Volker reiterated that recovery techniques used by Whiting after the initial primary recovery stage, are typically water flood during the secondary stage followed by a combination of water flood and CO2 injection during the tertiary stage. “And I expect that is what will happen here,” he said.

Jack Stark, Continental Resources’ senior vice president of exploration, the largest leaseholder in the Bakken, said Continental is currently in the planning stage and that CO2 is just one recovery method the company is exploring. He said a project likely would be launched within the next two years and would cover both the Bakken and underlying Three Forks formation.

“We’re really kind of looking at all options that are available,” he said. “But you want to do it in an area where you feel you have a good opportunity for success and a good pattern of wells and basic conditions.”

David Roberts, Marathon’s chief operating officer, said Marathon is currently exploring oil recovery options at its offices in Houston.

“It’s certainly something that we are studying, because we know that we can get more recovery,” he said. “The question is, do you drill more wells, or do you do something else?
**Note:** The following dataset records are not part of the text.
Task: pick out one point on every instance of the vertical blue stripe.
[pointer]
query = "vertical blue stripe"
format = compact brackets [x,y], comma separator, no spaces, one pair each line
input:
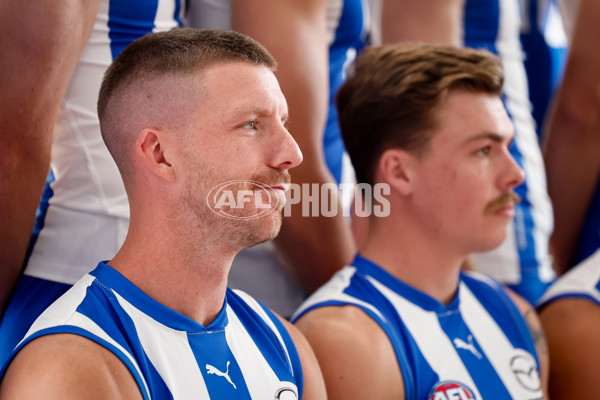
[129,20]
[40,217]
[417,374]
[504,312]
[264,338]
[295,366]
[481,24]
[107,313]
[524,224]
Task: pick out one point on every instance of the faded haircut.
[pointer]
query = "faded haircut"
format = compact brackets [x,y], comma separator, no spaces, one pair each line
[176,53]
[393,92]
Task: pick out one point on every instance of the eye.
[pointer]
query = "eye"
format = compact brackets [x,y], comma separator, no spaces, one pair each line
[251,124]
[484,151]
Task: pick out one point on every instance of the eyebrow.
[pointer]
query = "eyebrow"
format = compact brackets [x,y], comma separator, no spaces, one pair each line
[491,136]
[259,111]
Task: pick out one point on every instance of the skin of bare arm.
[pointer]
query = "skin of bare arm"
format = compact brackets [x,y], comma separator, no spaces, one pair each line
[571,327]
[572,137]
[356,357]
[311,247]
[66,366]
[430,21]
[535,328]
[314,386]
[41,44]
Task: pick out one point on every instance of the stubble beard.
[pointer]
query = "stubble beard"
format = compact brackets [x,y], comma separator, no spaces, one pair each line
[218,231]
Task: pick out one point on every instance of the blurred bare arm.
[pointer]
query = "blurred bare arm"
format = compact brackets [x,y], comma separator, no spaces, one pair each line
[429,21]
[294,31]
[572,136]
[40,44]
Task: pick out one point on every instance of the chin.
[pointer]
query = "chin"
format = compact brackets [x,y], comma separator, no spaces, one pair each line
[266,229]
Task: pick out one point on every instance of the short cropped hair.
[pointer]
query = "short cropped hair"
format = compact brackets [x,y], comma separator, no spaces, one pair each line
[393,92]
[177,53]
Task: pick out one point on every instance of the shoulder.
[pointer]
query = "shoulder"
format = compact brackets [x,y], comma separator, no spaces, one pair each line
[355,354]
[67,366]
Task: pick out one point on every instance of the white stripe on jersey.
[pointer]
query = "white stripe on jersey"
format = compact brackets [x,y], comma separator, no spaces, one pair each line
[170,353]
[260,311]
[435,345]
[64,312]
[496,346]
[252,363]
[334,290]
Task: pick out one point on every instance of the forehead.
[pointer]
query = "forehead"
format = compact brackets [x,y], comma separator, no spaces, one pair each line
[239,87]
[465,115]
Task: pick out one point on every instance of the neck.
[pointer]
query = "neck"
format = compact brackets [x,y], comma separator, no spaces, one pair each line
[192,283]
[428,265]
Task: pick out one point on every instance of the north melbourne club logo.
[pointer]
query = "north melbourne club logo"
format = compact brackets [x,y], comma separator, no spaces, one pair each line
[286,393]
[524,368]
[451,390]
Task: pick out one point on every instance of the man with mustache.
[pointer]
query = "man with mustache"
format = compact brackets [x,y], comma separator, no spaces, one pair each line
[403,321]
[181,112]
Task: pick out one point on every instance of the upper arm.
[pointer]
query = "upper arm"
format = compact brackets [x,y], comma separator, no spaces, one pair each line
[314,387]
[66,366]
[356,357]
[537,333]
[431,21]
[572,327]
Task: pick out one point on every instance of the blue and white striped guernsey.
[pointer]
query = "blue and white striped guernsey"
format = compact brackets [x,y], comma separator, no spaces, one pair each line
[245,353]
[582,281]
[478,345]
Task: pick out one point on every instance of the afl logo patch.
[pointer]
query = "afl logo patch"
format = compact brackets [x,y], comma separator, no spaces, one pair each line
[524,368]
[451,390]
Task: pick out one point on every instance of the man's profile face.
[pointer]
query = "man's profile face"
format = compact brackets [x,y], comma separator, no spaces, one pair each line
[240,152]
[466,177]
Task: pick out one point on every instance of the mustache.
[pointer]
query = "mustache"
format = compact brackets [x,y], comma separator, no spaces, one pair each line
[504,200]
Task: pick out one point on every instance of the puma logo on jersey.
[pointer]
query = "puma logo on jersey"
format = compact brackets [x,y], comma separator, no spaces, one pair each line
[461,344]
[213,370]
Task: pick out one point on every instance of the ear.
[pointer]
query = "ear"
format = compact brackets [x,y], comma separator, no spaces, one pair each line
[396,167]
[153,150]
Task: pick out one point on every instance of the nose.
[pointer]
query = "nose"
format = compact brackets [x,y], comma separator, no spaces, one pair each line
[286,154]
[513,174]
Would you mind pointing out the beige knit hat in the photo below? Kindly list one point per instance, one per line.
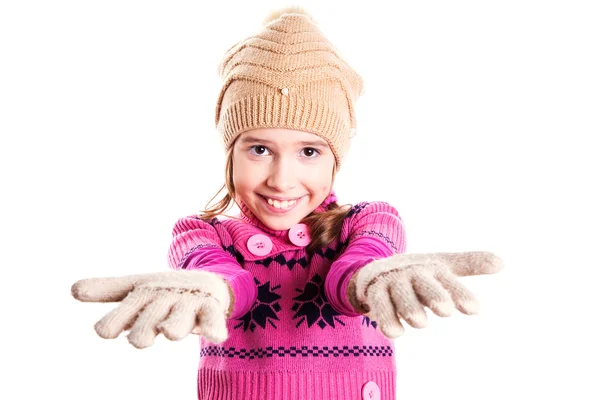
(288, 76)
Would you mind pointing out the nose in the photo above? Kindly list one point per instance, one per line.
(283, 176)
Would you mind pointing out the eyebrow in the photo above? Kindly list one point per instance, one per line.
(315, 143)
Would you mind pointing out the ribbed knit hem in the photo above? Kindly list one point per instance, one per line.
(253, 385)
(290, 112)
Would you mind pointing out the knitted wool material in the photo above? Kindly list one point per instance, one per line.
(292, 343)
(290, 76)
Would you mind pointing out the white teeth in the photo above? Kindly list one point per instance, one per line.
(281, 204)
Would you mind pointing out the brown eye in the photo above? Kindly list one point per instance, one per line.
(258, 150)
(310, 152)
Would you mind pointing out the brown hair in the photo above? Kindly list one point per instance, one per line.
(324, 226)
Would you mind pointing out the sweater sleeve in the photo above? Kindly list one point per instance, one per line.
(375, 230)
(197, 245)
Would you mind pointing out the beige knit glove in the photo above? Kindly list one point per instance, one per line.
(399, 286)
(175, 303)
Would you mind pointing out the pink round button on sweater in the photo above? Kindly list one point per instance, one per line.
(259, 245)
(298, 235)
(371, 391)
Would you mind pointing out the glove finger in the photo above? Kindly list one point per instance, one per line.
(211, 321)
(431, 293)
(473, 262)
(144, 329)
(181, 321)
(463, 298)
(104, 289)
(122, 317)
(406, 302)
(382, 311)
But I think that is still sometime out.”

Regardless, he added, industry “is a technological wonder” and “someone will come up with something” that resolves the oil-recovery challenge in the Bakken.

CO2 pilot projects in Bakken

EERC’s Harju is aware of two CO2 pilot projects conducted in the Bakken, neither one of which was considered to be a commercially successful test, he said. Nevertheless, he said, “a great deal of information” gleaned from these projects can be applied to EERC’s on-going study.

“Our general feeling is that CO2 will work, but the first thing we need to do is establish some operating parameters that we’re going to have to do to make it work,” Harju said, noting that in addition to CO2, EERC will be looking at other recovery techniques.

He said that so far Denbury Resources, Marathon and Calgary-based TAQA North have enrolled in EERC’s study program, financed by DOE and the North Dakota Oil & Gas Research Council.

Harju envisions a Bakken petroleum system that eventually will produce a minimum of 1 million barrels of oil per day, compared to the current 575,000 barrels per day.

“I think the big question is how long can it stay at a million barrels a day,” he said. “Can it be 20 years? Can it be 30 years? The work that we are doing is very much focused on improving that lifetime and improving that productivity, all of the time.”